Die Aussichten auf sinkende Gas- und Strompreise für die Verbraucher haben sich nach den jüngsten Preisrückgängen beim Gas deutlich verbessert. Wegen des Merit-Order-Prinzips, wonach die teuerste Energie (akt. Gaspreis) den gesamten Strompreis bestimmt, dürften in der Folge daher auch die Strompreise wieder deutlich sinken.

Gaspreis zur Lieferung für den Monat Januar 2023 fällt um über 10 Prozent auf 81,5 Euro/MWh

Die Gaspreise sind in Folge des russischen Angriffskrieges im Februar 2022 auf die Ukraine zunächst bis Anfang März 2022 auf 350 Euro/MWh regelrecht explodiert. Nach einer anschließenden Phase der Marktberuhigung und einem Preisrückgang bis auf rd. 80 Euro/MWh Anfang Juni 2022 sorgte die erneute Eskalation durch die sukzessive Abschaltung der fünf Gasturbinen in der russischen Verdichterstation Portowaja am Ende für einen kompletten Lieferstopp über die Pipeline Nord Stream 1 und damit erneut für einen Rekordanstieg der Gaspreise bis auf über 350 Euro/MWh Anfang August 2022.

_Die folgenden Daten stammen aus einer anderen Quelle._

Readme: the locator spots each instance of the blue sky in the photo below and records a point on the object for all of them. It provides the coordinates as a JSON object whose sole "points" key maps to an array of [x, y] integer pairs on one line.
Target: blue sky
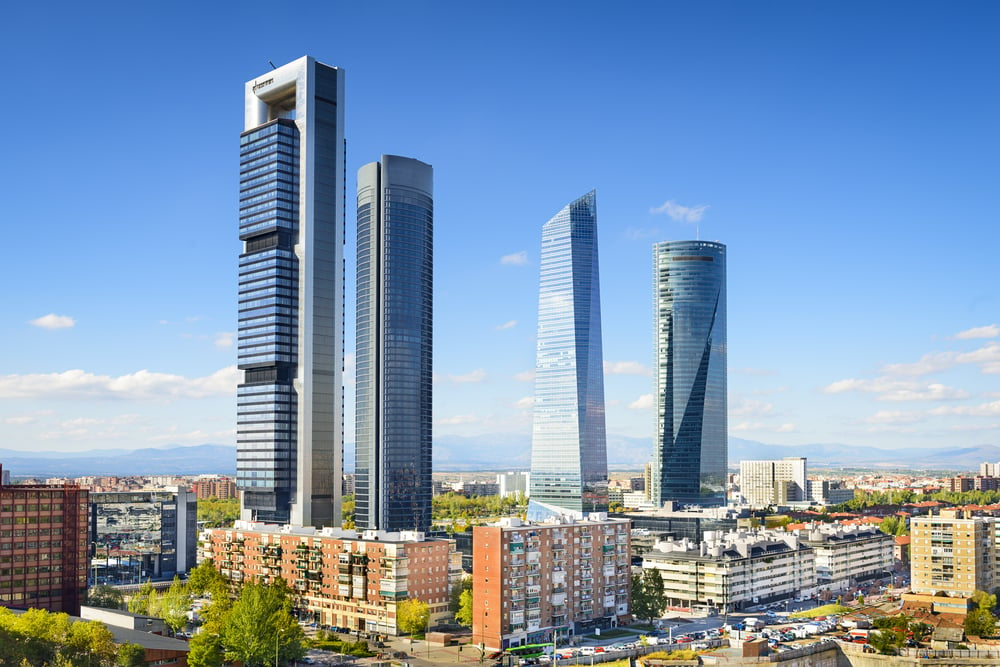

Doch auch dieser Preisanstieg war nicht von langer Dauer, Russlands Rechnung geht am Ende nicht auf. Mit dem zunehmenden Füllstand der Gasspeicher in den EU-Staaten, der erkennbaren Diversifizierung der Gas-Bezugsquellen, aber auch mit dem angekündigten Bau von LNG-Terminals in Deutschland, setzt erneut ein Preisrückgang beim Gas bis in die Nähe der 100 Euro-Marke ein. Anfang Dezember 2022 steigt der Gaspreis dann wegen der sich abzeichnenden Kältewelle in der Spitze zwar erneut auf 160 Euro/MWh an. Doch dann die rasante Trendwende: seit dem 09.12.2022 (158 Euro/MWh) hat sich der Gaspreis bis heute mit einem Tagestief von 81,5 Euro/MWh (23.12.2022) nahezu halbiert und erreicht das tiefste Niveau in diesem Jahr 2022.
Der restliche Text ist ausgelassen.